Marcus Fillyaw steps forward as Salukis' vocal leader

    Marcus Fillyaw scored career-high 17 points versus Saint Louis.

    Marcus Fillyaw scored career-high 17 points versus Saint Louis.

    Dec. 13, 2013

    By Tom Weber

    CARBONDALE, Ill. - One of the big question marks on the Southern Illinois men's basketball team heading into the season was who would take over the point guard spot, which had been occupied the last three years by Kendal Brown-Surles?

    Sophomore transfer Marcus Fillyaw seized the reigns at the beginning of practice in October and hasn't let go. The Topeka, Kan. native has started every game this season, leads the team in assists (23) and is among the leaders in field goal percentage (19-of-40, .475), though he doesn't look for his shot often.

    Shooting isn't his primary role on the team. Head coach Barry Hinson wants him to run the ball club, directing his teammates on both ends of the court.

    "He tells me I have to be his Peyton Manning," Fillyaw said. "When I think of Peyton Manning, he's very vocal. Every time you see him on the television he's yelling out something. So that's my biggest thing -- talking and communicating with the guys, learning their personalities and how to talk to each person, that's a huge part of running the team."

    Initially, Fillyaw was hesitant to speak up. After all, he's new to the program, and having just turned 19, he's also the second-youngest guy on the team.

    "As a sophomore, you don't want to come in and step on any toes of the seniors, but the coaching staff tells me I have to," he explained. "It's my job. They're just going to have to accept it, and I'm going to have to accept that role, too, and not worry about making people mad."

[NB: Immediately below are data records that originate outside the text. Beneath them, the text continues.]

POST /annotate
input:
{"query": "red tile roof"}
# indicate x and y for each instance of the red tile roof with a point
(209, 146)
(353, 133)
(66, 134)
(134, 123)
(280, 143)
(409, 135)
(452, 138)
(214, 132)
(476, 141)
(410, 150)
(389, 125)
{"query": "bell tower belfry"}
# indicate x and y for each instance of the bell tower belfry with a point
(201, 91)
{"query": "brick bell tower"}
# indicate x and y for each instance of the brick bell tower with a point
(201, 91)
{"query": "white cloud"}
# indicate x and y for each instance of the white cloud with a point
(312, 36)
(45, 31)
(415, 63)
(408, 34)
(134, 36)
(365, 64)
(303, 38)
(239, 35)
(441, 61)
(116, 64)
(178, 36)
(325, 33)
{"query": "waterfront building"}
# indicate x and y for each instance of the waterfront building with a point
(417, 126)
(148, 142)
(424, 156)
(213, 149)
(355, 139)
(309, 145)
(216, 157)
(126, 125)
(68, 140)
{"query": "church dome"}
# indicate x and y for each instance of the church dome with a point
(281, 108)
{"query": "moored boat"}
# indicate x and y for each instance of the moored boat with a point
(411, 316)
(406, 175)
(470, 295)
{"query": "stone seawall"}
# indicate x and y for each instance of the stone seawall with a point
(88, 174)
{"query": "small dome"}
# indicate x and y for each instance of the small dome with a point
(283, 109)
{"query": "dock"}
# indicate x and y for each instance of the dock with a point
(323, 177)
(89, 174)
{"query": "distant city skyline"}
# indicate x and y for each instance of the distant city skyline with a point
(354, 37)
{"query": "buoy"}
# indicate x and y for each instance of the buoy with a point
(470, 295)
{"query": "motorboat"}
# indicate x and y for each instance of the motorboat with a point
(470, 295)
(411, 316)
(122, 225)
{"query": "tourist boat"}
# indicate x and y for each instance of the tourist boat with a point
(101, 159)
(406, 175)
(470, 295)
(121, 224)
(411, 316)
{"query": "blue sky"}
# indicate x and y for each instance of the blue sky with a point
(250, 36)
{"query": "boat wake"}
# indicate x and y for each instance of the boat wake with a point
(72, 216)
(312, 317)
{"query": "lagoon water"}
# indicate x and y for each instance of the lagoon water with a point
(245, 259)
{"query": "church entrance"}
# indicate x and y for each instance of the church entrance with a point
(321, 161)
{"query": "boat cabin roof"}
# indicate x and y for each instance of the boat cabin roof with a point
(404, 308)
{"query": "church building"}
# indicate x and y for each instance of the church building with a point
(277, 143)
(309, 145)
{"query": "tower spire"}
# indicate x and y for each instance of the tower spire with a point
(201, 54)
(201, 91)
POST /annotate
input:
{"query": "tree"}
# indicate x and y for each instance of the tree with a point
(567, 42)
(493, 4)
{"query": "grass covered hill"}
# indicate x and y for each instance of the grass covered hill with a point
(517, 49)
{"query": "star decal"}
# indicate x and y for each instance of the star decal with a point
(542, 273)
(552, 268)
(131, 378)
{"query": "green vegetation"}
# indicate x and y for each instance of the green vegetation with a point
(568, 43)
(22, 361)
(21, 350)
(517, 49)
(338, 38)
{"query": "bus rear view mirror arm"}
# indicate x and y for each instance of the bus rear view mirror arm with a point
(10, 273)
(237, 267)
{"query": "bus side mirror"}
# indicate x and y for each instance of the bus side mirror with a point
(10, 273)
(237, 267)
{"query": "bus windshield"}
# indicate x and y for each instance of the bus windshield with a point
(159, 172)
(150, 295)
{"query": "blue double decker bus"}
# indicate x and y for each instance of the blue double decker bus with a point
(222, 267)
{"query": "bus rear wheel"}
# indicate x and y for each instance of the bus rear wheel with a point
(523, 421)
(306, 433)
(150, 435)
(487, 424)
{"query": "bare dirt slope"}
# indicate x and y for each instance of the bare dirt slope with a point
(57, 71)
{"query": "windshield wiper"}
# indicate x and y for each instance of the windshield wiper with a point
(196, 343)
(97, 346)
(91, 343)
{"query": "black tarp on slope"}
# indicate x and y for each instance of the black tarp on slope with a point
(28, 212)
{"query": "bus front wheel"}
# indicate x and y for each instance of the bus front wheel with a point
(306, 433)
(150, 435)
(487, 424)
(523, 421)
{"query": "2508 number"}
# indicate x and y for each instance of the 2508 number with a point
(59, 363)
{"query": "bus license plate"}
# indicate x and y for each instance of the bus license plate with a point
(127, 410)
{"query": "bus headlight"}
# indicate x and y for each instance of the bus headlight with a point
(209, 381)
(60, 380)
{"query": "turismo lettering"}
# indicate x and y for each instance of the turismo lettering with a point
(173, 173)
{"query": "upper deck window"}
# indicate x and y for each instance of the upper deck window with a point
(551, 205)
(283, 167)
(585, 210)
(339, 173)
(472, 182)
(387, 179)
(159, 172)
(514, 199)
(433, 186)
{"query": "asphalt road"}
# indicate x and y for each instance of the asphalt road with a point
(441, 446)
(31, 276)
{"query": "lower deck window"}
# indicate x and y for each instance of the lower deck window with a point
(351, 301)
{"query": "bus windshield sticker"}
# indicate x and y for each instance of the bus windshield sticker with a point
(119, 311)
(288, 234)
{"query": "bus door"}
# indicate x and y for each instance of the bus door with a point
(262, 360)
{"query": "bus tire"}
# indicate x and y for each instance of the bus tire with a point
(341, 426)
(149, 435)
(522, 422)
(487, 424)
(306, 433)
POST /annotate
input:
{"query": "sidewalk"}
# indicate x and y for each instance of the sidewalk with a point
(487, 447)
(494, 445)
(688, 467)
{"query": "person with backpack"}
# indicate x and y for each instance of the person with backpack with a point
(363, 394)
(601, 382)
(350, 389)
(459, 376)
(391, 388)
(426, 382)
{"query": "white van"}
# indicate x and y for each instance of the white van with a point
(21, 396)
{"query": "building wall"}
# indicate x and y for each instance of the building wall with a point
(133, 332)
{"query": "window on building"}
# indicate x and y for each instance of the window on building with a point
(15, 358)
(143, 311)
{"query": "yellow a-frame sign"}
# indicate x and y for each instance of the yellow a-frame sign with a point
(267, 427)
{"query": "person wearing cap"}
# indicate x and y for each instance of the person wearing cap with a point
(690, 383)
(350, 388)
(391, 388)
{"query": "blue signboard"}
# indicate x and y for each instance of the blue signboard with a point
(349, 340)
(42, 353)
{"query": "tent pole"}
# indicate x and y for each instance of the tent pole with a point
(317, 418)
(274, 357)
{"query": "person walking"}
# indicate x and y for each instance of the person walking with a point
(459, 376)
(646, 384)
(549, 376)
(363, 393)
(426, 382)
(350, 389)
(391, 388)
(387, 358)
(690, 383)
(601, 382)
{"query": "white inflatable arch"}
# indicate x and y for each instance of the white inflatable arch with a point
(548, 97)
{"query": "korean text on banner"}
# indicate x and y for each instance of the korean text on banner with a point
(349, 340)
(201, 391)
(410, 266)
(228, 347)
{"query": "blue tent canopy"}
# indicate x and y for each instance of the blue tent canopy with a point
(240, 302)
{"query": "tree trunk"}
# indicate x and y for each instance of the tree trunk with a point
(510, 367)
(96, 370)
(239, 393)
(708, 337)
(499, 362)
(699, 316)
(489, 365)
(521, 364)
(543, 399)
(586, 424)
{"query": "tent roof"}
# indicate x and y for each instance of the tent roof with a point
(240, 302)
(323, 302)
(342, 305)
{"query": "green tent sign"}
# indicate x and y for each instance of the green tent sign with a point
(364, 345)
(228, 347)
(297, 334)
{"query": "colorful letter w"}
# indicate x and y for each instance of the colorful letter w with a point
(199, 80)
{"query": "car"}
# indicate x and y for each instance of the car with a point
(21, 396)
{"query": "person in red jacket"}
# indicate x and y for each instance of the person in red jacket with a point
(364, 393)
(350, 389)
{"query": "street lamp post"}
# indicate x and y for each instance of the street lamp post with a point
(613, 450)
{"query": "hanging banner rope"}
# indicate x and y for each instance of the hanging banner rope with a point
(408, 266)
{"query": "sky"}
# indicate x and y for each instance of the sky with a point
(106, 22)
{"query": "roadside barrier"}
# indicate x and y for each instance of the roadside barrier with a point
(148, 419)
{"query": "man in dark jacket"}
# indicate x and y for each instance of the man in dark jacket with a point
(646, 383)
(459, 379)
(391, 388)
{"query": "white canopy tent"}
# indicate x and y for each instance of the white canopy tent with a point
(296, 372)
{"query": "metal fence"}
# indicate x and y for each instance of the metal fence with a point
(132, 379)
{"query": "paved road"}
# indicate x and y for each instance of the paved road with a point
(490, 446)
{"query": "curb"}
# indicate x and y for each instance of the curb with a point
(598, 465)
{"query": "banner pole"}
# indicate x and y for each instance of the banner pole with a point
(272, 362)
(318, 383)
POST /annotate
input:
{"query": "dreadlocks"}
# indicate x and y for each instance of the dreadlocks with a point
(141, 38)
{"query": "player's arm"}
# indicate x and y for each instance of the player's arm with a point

    Coming out of Topeka High School, Fillyaw had mostly Division II scholarship offers. College coaches told him he needed to improve his 3-point shooting and defense. Fillyaw chose to go the juco route and played one season at Cloud County Community College for head coach Chad Eshbaugh. That's where he made great strides in his shooting ability.



    "When I got to Cloud, the first thing he did was work with me on my shot," Fillyaw said. "I shot with two hands. My left hand would always stay on the ball. He helped me focus on taking it off and making it more of a one-handed shot. I improved a lot shooting the ball my freshman year at Cloud County."

    Since he was a qualifier coming out of high school, Fillyaw was able to leave after one season, if the right offer came around. He received some low-major interest during the season, and then SIU came in late with the offer he'd been waiting for.

    "I really liked Coach Hinson over the phone and he got me down here for a visit and pretty much sold it," Fillyaw recalled.

    The Salukis enter next week's game at Murray State with a 2-7 record, and Fillyaw shoulders much of the responsibility for the team's slow start.

    "It's been really tough for me," he said. "We're still trying to gel. I feel like I put more pressure on myself than anybody else does. I have to learn to relax a little bit."

    His best game so far this season came, ironically, against Saint Louis, which is well known for its outstanding team defense. Fillyaw scored 17 points on 8-of-9 shooting from the field.

    "They were just more focused in on Dez (Jackson) and Anthony (Beane) and that opened up a lot of opportunities for me," he said. "I took them and was able to make shots that game. I have to continue to take open shots and stay attack-minded."

    He has an assist-to-turnover ratio of 1.4-to-1 and wants to continue to make improvement in that important area.

    "I've always had a pretty good assist-to-turnover ratio," he said. "It comes from taking care of the ball, making smart passes, not trying to hit the home run."

    If he can continue to hit singles and doubles for the Salukis, the point guard position will remain in good hands at SIU.